We had previously agreed not to go to war with each other, so the only option left to me...culture-flipping the cities that were near the oil resources.

Er, why didn't you just trade them? If he had 2, he could afford to let you have one...
 
probably because of the buggy multiplayer trading...?
 
I have only played two games thus far but in both there was no coal on the entire planet !! Ironically, in my second game I have 3 sources of oil.

I like the abundance of resources early in the game. In Civ3, you were crippled if you didn't have iron in the early game or saltpeter in the middle game.
 
Just played my first REAL in-depth game last night (after 3 quick 'get the feel' games before) and I couldn't get Iron or Copper to save my life. I had the monopoly on horses, my friend (multiplayer) had 1 Iron for himself, and the AI (Aztecs) had copper.
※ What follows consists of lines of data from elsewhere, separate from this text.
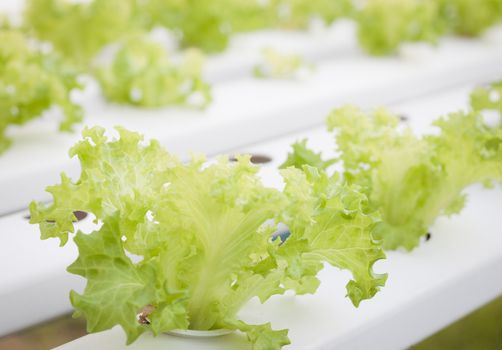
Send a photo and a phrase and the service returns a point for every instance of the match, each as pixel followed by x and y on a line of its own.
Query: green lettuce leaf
pixel 487 97
pixel 143 74
pixel 81 30
pixel 201 234
pixel 32 81
pixel 412 180
pixel 470 17
pixel 384 24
Made for interesting wars. I had to make allies with my friend to bail me out from the onslaught of spearmen that were taking my horses out handily.

Granted I haven't played enough to learn the 'poor man's war' version in Civ 4 to figure what I could have done for myself, but if this is how it has to be fought at times, I am in love.

The variety of different nations with FORCED different units is great. Unfortunately I was Greek and couldn't build my Phalanx. :mad: This went on until they were just on the verge of being obsolete - finally secured the Aztec copper.